A House of Commons committee has voted down a proposal by the Opposition NDP to hold hearings on rules governing the wireless industry in the midst of a fevered public debate about Canadian telecommunications.

The NDP had called on the standing committee on industry, science and technology to hold hearings on the January 2014 auction of radio-wave spectrum after Canada's big three telecom companies complained that Ottawa's rules for the auction favour U.S. telecoms giant Verizon. 

Verizon is rumoured to be considering entering the Canadian market by either buying up smaller players like Wind or Mobilicity or bidding on spectrum itself.

Bell, Telus and Rogers have asked the government to loosen the auction rules to allow them to bid on blocks of spectrum reserved for new entrants and smaller players like Wind and Mobilicity and to give them an equal shot at purchasing smaller competitors.

NDP industry critic Chris Charlton said consumers are concerned about pricing, access and security of cellular phone services, and she urged the government to have an "open debate" about the issue.

As the large wireless providers lobby for what they call a more level playing field in the upcoming spectrum auction by taking out media ads and launching a public relations campaign dubbed Fair for Canada, Industry Minister James Moore is clarifying the government's position on telecoms in a series of speeches across Canada.

But although Moore defended the government's policy as one that will promote greater competition, the Conservative-dominated industry committee, recalled at NDP insistence, turned down the NDP's request for new hearings on the subject.

U.S. tightening telecoms rules

The decision comes amid news that the U.S. is tightening its grip on its own telecoms industry because of security concerns.

The Wall Street Journal reported Wednesday on the increasingly restrictive security agreements that have been established over the past decade between U.S. telecom companies and national-security agencies geared at protecting strategically significant networks.

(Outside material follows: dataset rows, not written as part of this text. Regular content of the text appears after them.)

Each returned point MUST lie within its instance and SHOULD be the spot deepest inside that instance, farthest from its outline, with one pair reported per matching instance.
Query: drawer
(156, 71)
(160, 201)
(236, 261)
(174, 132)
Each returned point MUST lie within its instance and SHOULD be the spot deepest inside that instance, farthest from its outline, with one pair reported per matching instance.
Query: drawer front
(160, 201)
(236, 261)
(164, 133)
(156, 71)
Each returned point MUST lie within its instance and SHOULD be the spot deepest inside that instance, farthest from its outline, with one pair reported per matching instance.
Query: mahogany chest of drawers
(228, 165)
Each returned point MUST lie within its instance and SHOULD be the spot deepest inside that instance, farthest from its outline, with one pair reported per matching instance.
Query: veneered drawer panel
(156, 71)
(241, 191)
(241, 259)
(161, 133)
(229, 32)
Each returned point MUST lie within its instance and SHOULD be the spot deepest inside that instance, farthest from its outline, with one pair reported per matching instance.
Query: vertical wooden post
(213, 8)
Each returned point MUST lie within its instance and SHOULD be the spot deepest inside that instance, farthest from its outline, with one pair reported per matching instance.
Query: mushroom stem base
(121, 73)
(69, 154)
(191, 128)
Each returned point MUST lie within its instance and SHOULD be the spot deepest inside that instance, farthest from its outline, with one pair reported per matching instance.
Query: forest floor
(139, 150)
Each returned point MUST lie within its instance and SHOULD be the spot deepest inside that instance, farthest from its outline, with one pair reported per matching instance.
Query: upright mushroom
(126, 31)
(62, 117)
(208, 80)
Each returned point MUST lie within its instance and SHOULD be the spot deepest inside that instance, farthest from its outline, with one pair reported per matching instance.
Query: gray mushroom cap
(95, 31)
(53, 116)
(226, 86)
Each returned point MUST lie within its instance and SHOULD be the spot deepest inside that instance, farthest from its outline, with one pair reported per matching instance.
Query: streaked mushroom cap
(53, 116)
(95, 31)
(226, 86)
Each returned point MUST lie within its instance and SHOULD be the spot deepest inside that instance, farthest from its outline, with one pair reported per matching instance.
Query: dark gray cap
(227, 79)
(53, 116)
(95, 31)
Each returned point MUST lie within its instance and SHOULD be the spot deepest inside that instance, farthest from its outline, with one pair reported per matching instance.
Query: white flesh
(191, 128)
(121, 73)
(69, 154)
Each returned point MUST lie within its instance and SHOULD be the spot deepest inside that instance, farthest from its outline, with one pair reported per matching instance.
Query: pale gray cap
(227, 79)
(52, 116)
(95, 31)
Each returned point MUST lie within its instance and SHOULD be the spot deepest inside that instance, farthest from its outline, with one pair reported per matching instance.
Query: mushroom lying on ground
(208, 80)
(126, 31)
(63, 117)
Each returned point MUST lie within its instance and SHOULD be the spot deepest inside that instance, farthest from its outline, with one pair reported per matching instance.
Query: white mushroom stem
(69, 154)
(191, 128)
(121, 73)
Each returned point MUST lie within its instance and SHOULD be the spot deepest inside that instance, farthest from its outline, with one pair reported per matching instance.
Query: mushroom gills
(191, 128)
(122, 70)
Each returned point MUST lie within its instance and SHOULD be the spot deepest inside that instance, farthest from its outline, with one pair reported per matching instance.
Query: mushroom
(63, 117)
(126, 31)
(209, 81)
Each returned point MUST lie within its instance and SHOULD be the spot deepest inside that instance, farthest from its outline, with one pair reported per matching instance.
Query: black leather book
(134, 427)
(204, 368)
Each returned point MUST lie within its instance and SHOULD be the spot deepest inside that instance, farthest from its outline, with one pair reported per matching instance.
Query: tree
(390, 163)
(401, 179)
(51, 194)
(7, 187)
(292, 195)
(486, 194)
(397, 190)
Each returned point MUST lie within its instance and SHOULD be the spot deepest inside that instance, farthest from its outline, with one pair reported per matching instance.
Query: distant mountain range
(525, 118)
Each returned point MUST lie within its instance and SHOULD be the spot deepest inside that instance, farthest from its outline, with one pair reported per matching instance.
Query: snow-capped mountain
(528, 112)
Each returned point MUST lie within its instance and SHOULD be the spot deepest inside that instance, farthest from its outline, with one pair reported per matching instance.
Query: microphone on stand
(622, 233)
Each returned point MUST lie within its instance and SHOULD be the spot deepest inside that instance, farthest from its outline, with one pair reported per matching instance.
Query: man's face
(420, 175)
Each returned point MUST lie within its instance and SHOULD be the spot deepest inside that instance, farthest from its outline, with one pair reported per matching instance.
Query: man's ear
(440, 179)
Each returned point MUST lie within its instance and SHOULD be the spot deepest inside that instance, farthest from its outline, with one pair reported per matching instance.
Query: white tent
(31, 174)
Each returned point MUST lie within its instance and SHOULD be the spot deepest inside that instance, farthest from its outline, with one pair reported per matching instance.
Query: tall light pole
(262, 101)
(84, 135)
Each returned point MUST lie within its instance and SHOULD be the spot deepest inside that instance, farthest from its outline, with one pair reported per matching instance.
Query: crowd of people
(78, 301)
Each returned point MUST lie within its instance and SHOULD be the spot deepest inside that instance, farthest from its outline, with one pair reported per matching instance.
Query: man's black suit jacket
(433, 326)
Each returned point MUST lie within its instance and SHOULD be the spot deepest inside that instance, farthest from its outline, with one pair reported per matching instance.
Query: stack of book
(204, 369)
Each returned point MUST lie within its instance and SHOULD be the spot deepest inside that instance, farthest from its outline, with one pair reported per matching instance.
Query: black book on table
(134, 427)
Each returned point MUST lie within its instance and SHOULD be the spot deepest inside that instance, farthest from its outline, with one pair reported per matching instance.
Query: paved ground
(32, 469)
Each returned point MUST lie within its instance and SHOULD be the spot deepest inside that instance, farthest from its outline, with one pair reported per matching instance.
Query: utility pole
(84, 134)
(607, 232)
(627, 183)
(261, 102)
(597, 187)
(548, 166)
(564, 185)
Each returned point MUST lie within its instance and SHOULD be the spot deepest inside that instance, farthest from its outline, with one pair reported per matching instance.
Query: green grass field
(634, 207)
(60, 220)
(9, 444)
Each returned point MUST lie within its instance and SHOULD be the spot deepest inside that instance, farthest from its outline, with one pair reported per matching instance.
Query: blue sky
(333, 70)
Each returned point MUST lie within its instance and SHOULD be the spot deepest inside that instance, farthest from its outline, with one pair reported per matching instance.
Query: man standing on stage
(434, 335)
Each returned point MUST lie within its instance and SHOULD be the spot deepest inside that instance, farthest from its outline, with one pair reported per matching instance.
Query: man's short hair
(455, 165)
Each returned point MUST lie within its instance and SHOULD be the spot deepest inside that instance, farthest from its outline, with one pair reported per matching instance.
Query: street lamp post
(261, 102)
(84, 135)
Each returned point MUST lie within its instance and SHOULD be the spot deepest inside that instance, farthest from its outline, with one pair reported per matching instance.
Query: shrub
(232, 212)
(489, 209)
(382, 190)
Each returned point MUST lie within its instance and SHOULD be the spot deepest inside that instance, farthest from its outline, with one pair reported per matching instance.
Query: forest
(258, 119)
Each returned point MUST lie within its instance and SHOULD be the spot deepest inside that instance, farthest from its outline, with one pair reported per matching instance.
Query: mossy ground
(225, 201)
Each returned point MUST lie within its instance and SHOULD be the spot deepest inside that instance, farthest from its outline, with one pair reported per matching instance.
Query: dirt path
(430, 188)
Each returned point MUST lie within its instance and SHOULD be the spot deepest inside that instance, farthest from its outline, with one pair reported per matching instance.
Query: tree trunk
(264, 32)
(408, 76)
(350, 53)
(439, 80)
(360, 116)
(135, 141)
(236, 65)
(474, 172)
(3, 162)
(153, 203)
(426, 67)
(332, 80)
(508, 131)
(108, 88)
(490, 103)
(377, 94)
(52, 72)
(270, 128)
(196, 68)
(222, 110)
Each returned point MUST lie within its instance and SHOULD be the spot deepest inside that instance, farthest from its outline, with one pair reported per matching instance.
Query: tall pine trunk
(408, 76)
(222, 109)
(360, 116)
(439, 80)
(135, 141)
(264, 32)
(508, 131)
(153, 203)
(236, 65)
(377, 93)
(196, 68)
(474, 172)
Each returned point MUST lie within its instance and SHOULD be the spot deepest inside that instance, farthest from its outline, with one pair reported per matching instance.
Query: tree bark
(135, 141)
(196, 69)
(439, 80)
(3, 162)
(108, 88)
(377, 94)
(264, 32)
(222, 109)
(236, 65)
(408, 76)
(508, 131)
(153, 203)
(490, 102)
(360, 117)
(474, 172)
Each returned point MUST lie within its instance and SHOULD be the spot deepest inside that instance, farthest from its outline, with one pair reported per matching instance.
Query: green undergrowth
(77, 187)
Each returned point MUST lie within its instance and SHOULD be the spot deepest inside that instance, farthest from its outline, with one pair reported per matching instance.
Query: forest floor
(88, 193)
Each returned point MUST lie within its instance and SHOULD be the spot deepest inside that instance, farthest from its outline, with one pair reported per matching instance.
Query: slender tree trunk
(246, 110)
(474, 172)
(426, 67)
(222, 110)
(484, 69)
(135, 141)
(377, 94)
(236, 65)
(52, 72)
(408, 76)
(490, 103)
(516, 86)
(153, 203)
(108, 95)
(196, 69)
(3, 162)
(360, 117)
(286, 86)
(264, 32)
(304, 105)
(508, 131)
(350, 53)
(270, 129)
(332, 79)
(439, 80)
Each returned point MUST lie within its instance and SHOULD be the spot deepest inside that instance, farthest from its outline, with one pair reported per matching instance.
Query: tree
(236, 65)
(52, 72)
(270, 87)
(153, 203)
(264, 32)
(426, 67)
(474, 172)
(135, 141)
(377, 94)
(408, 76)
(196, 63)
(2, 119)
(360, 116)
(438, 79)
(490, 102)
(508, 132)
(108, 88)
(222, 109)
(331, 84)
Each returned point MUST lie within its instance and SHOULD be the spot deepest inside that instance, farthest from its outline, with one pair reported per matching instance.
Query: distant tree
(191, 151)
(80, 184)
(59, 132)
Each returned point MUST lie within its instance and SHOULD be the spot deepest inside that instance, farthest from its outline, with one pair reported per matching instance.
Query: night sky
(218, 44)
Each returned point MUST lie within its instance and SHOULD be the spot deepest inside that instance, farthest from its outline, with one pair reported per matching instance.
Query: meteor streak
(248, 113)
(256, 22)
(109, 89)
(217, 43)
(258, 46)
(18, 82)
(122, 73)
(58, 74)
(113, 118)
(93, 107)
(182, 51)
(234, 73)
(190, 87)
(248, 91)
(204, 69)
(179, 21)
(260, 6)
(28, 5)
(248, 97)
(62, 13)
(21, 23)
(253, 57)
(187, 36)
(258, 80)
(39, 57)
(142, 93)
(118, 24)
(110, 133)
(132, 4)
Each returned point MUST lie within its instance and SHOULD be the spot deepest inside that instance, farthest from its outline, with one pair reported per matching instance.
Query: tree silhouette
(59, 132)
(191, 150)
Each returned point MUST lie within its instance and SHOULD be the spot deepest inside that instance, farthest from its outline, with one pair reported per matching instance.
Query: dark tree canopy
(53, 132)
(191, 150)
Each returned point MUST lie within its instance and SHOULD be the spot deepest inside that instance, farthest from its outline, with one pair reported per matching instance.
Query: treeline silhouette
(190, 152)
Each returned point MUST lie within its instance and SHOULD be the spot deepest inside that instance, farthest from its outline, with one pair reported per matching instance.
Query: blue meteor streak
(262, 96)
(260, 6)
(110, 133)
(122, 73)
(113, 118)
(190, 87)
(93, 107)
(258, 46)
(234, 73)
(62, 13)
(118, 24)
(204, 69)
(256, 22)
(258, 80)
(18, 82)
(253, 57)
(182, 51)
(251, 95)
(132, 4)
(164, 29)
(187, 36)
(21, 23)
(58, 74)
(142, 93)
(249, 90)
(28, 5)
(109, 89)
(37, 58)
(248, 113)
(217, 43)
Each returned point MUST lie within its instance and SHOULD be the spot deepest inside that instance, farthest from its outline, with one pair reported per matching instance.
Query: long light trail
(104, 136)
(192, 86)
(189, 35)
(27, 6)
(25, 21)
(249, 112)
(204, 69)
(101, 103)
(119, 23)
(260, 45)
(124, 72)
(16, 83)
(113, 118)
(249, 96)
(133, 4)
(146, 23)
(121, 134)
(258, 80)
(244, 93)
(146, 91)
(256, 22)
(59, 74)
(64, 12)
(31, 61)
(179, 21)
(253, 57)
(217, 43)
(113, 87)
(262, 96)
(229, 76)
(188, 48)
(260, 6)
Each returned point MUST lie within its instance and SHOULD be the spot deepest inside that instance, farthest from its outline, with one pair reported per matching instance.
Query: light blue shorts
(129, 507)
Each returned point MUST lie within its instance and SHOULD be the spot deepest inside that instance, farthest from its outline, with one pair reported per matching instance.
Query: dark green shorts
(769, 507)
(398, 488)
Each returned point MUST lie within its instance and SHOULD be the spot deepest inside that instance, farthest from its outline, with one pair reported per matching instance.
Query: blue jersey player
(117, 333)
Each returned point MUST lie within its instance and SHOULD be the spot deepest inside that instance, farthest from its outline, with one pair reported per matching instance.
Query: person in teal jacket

The paper revealed that foreign companies that have bought into U.S. telecom firms have had to enter into agreements that compel them to grant government security agencies access to information on their networks.

In recent years, the reach of the agreements has been widening, in part because of company mergers, and they now affect three of the four largest U.S. wireless providers, the paper reported.

Verizon signed such an agreement in 2000, when it sold a stake to Vodafone PLC, the WSJ reported. Other U.S. wireless companies that have been affected by such arrangements are Sprint Corp, partly owned by Japan’s SoftBank Corp., and T-Mobile USA, which merged with MetroPCS.

The deals routinely require the companies to give the National Security Agency streamlined access to their networks. NSA whistleblower Edward Snowden exposed the extent to which security agencies listen in on U.S. telecommunications feeds earlier this year.

The security agreements have also begun to be applied to companies that supply equipment to the U.S. telecom network, with the government actively discouraging purchases of equipment made in China because of alleged security concerns.

There is growing concern in the U.S. over telecoms equipment made in China, which officials fear could be used by Chinese spies to pry into U.S. affairs. The head of the powerful U.S. Intelligence Committee last year urged Canadian companies not to do business with the Chinese telecommunications giant Huawei as a matter of national security. 

The Communications, Energy and Paperworkers Union of Canada, which represents Canadian workers in the industry, has expressed concern over national security if Verizon enters the Canadian market.